Tuesday, December 10, 2013

cl-data-frame pretty printed column summaries

I have been refining printed summaries of data frames for my Common Lisp library cl-data-frame. I found that the following approach works best for me for quick eyeballing of data before any processing or analysis:

  1. Real numbers should be summarized by their range and the three quartiles (25%, 50%, 75%). This provides enough information to assess the variation and the "typical" values of the data.
  2. All other values should be summarized by their count and frequency. This is ideal for categorical data (called "factor" in R), and also for various encodings of missing data.
  3. When the column has both numbers and non-numbers, print both of the above.

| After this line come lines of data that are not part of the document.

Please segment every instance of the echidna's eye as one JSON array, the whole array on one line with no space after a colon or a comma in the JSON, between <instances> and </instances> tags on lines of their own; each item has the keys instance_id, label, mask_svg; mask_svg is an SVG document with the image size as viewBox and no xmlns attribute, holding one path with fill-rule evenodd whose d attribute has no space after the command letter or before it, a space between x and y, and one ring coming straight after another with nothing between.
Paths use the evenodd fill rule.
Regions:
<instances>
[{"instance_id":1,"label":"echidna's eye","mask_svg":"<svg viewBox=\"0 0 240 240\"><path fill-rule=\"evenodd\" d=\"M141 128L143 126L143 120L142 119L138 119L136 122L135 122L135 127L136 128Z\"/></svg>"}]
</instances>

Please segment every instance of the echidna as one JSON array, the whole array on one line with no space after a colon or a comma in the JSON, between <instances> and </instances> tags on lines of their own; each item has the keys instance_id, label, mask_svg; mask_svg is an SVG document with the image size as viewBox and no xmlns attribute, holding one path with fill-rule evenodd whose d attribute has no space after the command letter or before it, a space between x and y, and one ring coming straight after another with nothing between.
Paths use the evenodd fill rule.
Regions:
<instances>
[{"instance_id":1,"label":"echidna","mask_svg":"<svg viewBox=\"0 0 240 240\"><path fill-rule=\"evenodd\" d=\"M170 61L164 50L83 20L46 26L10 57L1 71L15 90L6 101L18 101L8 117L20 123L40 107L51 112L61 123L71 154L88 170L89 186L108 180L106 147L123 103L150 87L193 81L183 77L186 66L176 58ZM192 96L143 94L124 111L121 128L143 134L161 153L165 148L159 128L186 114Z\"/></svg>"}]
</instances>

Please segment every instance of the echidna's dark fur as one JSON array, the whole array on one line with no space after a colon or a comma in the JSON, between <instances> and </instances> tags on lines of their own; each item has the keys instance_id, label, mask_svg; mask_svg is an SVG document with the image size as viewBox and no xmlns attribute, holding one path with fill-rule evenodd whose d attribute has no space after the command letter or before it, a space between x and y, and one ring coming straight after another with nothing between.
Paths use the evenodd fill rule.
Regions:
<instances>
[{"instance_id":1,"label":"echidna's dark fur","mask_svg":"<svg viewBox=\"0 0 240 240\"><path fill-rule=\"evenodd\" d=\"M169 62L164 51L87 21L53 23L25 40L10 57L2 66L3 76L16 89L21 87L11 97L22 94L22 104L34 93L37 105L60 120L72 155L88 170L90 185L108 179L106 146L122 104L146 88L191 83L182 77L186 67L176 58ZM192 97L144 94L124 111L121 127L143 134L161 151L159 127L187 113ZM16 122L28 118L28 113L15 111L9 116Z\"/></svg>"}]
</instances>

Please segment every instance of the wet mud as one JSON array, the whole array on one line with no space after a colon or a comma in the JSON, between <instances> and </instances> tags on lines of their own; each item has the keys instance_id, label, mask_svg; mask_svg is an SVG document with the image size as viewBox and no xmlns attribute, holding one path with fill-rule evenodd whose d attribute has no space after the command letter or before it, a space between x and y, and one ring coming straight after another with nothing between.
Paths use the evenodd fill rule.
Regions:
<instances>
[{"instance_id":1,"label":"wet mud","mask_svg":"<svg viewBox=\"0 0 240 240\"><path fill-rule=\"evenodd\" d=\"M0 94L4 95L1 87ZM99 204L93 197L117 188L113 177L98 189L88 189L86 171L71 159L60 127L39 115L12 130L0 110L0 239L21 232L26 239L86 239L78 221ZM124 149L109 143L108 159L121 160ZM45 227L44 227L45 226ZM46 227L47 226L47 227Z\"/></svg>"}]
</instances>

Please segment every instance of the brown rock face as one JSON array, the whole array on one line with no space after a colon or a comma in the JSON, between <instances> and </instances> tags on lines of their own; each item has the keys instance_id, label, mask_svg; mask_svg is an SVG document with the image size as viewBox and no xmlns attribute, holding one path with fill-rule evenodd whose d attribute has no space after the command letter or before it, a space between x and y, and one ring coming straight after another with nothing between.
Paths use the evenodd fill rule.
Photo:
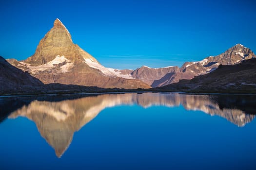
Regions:
<instances>
[{"instance_id":1,"label":"brown rock face","mask_svg":"<svg viewBox=\"0 0 256 170\"><path fill-rule=\"evenodd\" d=\"M179 68L177 67L153 68L142 66L135 70L131 74L133 77L141 80L152 87L156 87L160 83L158 83L159 80L164 79L167 75L173 75L178 72Z\"/></svg>"},{"instance_id":2,"label":"brown rock face","mask_svg":"<svg viewBox=\"0 0 256 170\"><path fill-rule=\"evenodd\" d=\"M220 66L208 74L158 87L161 89L212 93L255 93L256 58L234 65Z\"/></svg>"},{"instance_id":3,"label":"brown rock face","mask_svg":"<svg viewBox=\"0 0 256 170\"><path fill-rule=\"evenodd\" d=\"M44 89L39 80L11 65L1 56L0 72L0 93L35 92Z\"/></svg>"},{"instance_id":4,"label":"brown rock face","mask_svg":"<svg viewBox=\"0 0 256 170\"><path fill-rule=\"evenodd\" d=\"M154 86L164 86L182 79L192 79L195 76L212 72L220 65L232 65L255 57L256 56L250 49L240 44L236 44L215 57L210 56L199 62L185 63L179 72L170 75L165 80L160 80L158 85Z\"/></svg>"},{"instance_id":5,"label":"brown rock face","mask_svg":"<svg viewBox=\"0 0 256 170\"><path fill-rule=\"evenodd\" d=\"M139 80L119 77L118 75L121 73L118 74L118 70L113 71L101 65L73 43L69 32L59 19L40 41L33 55L21 62L8 61L44 84L126 89L150 87Z\"/></svg>"}]
</instances>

However, when it has very few distinct numbers, don't use quartiles for numbers, just print the frequencies.

For example,

(dframe:df :a #(nil nil nil 1 1 2 3 "missing" "missing"))

prints as

  :A 3 (43%) x NIL, 2 (29%) x 1, 1 (14%) x 2, 1 (14%) x 3>


(dframe:df :a (concatenate 'vector
                           #(nil nil nil "missing" "missing")
                           (clnu:numseq 0 100 :by 1/100)))

prints as

  :A 10001 reals, min=0, q25=24.9975, q50=50, q75=75.0025, max=100;
     3 (0%) x NIL, 2 (0%) x "missing">

A more realistic example with a dataset I am currently working on that has both numeric, categorical, and missing ("") data:

  :IDHH 1082 reals, min=7, q25=1351, q50=2548, q75=4073, max=5434
  :IDPERS bits, ones: 1082 (100%)
  :AGE 1082 reals, min=25, q25=41.17526, q50=49.492752, q75=59.814816, max=63
  :GENDER 832 (77%) x "weiblich", 250 (23%) x "maennlich"
  :MARITAL 515 (48%) x "geschieden",
           331 (31%) x "ledig",
           153 (14%) x "verwitwet",
           83 (8%) x "dauernd getrennt lebend"
  :SCHOOL 419 (39%) x "mittlere reife, realschulabschluss",
          338 (31%) x "volksschul-/hauptschulabschluss",
          217 (20%) x "abitur (hochschulreife)",
          87 (8%) x "fachoberschule, fachabitur",
          13 (1%) x "keine angabe",
          8 (1%) x "schule ohne abschluss verlassen"
  :WTTYPN 756 (70%) x "montag bis freitag",
          172 (16%) x "samstag",
          154 (14%) x "sonntag"
  :TMW 1082 reals, min=0, q25=0, q50=4.151436, q75=105, max=740
  :HOURS_MAINJOB 1082 reals, min=0, q25=0, q50=3.0288463, q75=9.53125, max=690
  :HOURS_ADDJOB 1082 reals, min=0, q25=0, q50=1.388621, q75=17.039537, max=450
  :THP 1082 reals, min=0, q25=141.15384, q50=263.13727, q75=386.55173, max=760
  :JUKIGR 664 (61%) x "anderer wert/trifft nicht zu oder kein wert vorhanden",
          165 (15%) x "10 bis unter 15",
          104 (10%) x "6 bis unter 10",
          80 (7%) x "18 bis unter 27",
          53 (5%) x "15 bis unter 18",
          16 (1%) x "27 und älter"
  :LEISURE 1082 reals, min=70, q25=437.74194, q50=601.8919, q75=752.069, max=960
  :USUAL_HOURS 1082 reals, min=300, q25=25138.87, q50=82259.11, q75=99997.82,
  :HHTYPE 664 (61%) x 1, 418 (39%) x 2
  :WORK bits, ones: 285 (26%)
  :MAINWAGE 1078 reals, min=0, q25=0, q50=36.24454, q75=153.93013, max=4100;
            4 (0%) x ""
  :ADDWAGE 1063 reals, min=0, q25=0, q50=6.7724867, q75=34.89418, max=1250;
           19 (2%) x ""
  :WAGE 1059 reals, min=0, q25=0, q50=16.293531, q75=49.222637, max=4100;
        23 (2%) x ""
  :NONWAGE_INCOME 1082 reals, min=0, q25=619.7917, q50=935.9649, q75=1293.9656,

This is the first time I used CL's pretty printer, so there might be a few bugs in there. The code is in the repository, you also need to update cl-num-utils.